Les voisins d’en haut sont les plus détestés des voisins. Quoi de plus exaspérant que d’entendre quelqu’un marcher au-dessus de sa tête ? Impossible alors de ne pas se figer dans l’écoute du bruit. Ceux d’en haut sont responsables du malheur du monde.
Quand nous nous sentons menacés, c’est toujours par ceux d’en haut.
Le voisinage est un corps-à-corps, et c’est bien souvent ce qui gêne. Il n’élude pas le corps de l’autre, contrairement à ce qui se produit sur les réseaux sociaux ou dans les divers moyens de communication téléphonique accompagnés de possibilités de se voir. Par webcam, nous amis sont inodores et intouchables. Le corps est réduit au visage. Au contraire, on hume les
odeurs de la cuisine des voisins, on respire le même air qu’eux, on ne les voit pas seulement sur écran, on les entend.

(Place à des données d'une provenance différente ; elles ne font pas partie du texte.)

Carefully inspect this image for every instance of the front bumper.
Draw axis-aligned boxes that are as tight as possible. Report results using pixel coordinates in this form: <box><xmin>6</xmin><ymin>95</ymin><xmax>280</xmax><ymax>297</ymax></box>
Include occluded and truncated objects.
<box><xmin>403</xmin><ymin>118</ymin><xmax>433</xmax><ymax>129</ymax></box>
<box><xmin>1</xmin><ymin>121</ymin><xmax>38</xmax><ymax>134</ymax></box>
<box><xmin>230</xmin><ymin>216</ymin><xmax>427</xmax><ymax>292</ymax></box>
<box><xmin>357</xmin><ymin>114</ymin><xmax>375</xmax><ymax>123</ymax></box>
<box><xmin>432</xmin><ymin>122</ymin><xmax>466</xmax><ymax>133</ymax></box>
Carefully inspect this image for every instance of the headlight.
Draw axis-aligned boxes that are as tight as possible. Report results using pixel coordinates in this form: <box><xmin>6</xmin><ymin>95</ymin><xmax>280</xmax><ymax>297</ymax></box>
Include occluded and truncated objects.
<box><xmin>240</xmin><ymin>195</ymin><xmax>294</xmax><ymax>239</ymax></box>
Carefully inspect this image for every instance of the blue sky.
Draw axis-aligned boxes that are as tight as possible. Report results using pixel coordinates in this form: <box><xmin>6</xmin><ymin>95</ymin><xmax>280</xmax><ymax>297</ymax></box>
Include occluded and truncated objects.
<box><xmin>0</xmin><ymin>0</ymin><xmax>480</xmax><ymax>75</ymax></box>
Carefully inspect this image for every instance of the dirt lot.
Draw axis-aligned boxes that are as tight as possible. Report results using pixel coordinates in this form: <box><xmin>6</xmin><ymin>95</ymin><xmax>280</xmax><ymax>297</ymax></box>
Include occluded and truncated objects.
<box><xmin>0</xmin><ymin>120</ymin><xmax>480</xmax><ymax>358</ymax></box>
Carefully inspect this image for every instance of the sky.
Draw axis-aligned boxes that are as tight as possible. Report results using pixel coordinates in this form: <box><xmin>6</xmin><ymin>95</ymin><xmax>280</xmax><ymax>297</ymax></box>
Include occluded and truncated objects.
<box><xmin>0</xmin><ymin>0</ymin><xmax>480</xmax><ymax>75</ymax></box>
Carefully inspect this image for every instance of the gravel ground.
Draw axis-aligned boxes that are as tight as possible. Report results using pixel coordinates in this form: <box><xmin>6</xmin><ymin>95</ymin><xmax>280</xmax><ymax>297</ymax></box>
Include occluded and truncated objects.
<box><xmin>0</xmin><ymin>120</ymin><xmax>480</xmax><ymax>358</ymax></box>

Le voisinage est un lien par le lieu.
De tous les voisins, ceux d’en haut, d’en bas, d’à côté, c’est le voisin d’en face qui fascine le plus. Qu’est-ce que j’épie chez le voisin d’en face ? Est-ce la différence que je guette et surveille ? Qu’est-ce que je crains de celui qui me regarde à la dérobée ?

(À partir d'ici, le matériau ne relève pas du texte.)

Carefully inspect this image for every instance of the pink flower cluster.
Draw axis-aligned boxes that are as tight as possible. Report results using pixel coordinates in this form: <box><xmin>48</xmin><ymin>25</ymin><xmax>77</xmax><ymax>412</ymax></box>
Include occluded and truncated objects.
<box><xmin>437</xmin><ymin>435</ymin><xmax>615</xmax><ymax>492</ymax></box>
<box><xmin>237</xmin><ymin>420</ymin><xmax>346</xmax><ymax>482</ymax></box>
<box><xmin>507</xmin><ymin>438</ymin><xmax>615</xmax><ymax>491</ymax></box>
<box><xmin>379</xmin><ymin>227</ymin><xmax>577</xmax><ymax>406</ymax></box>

Au sein de toute proximité se crée comme un dépôt d’hostilité, toute intimité « contient un fond de sentiments négatifs et hostiles ». Ce qui est vrai de la conjugalité, de l’amitié, des relations familiales l’est aussi du voisinage.
On peut certes porter au crédit des éthiques du care de vouloir servir de correctif aux excès de l’individualisme libéral et à sa sourde violence. Mais elles font peu de cas de la pulsion de destruction inconsciente, et s’exposent au risque de paver l’enfer de bonnes intentions. Les dispositions conscientes que nous prenons pour bien nous conduire envers nos proches, voisins ou non, sont couramment annulées par notre agressivité inconsciente.